Roger Fanning, a Whidbey Island poet who published his first collection of poetry last spring, has been named one of 10 recipients of the 1992 Whiting Writers' Awards.

The awards, which include a $30,000 prize for each writer, were made by the Mrs. Giles Whiting Foundation. The writers were recognized for "their writing achievements as well as their promise for producing outstanding future works."

Fanning was honored for his poetry collection, "The Island Itself," published by Viking. In a review last March, Anthony Flinn, The Seattle Times' poetry critic, praised Fanning as "a romantic in the tradition of John Keats and Fred Flintstone. He believes that the world around us - a place of plumbing fixtures, cheeseburgers and acne - is too drab to contain or fulfill our aspirations.

"To escape this cramped little world," Flinn wrote, "(Fanning) offers teasing visions of a grander, better self."

Flinn said Fanning's poems showed "a cheerful, ironic understanding of why the imagination is as necessary to life as food and sex. His focus is adolescence - its ridiculous expectations and hemorrhaging disappointments - but (the) poems are droll and intelligent enough to charm anyone who's made it at least part way to adulthood."

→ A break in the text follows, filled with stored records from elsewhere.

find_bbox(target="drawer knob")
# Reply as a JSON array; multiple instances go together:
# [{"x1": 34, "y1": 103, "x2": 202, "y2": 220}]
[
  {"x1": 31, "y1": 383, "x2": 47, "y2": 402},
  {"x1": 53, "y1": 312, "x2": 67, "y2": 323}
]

Fanning and the other winners were chosen by an anonymous panel of writers, editors and educators who were chosen by the foundation, which established the awards eight years ago.

Besides Fanning, the winners included Eva Hoffman, author of the memoir "Lost in Translation"; novelist R.S. Jones; short-story writer J.S. Marcus; and poet-essayist Katha Pollitt.

Other winners were: short-story writer Damien Wilkins; playwright Jose Rivera; poet Jane Mead; playwright Suzan Lori-Parks; and playwright/actor Keith Reddin.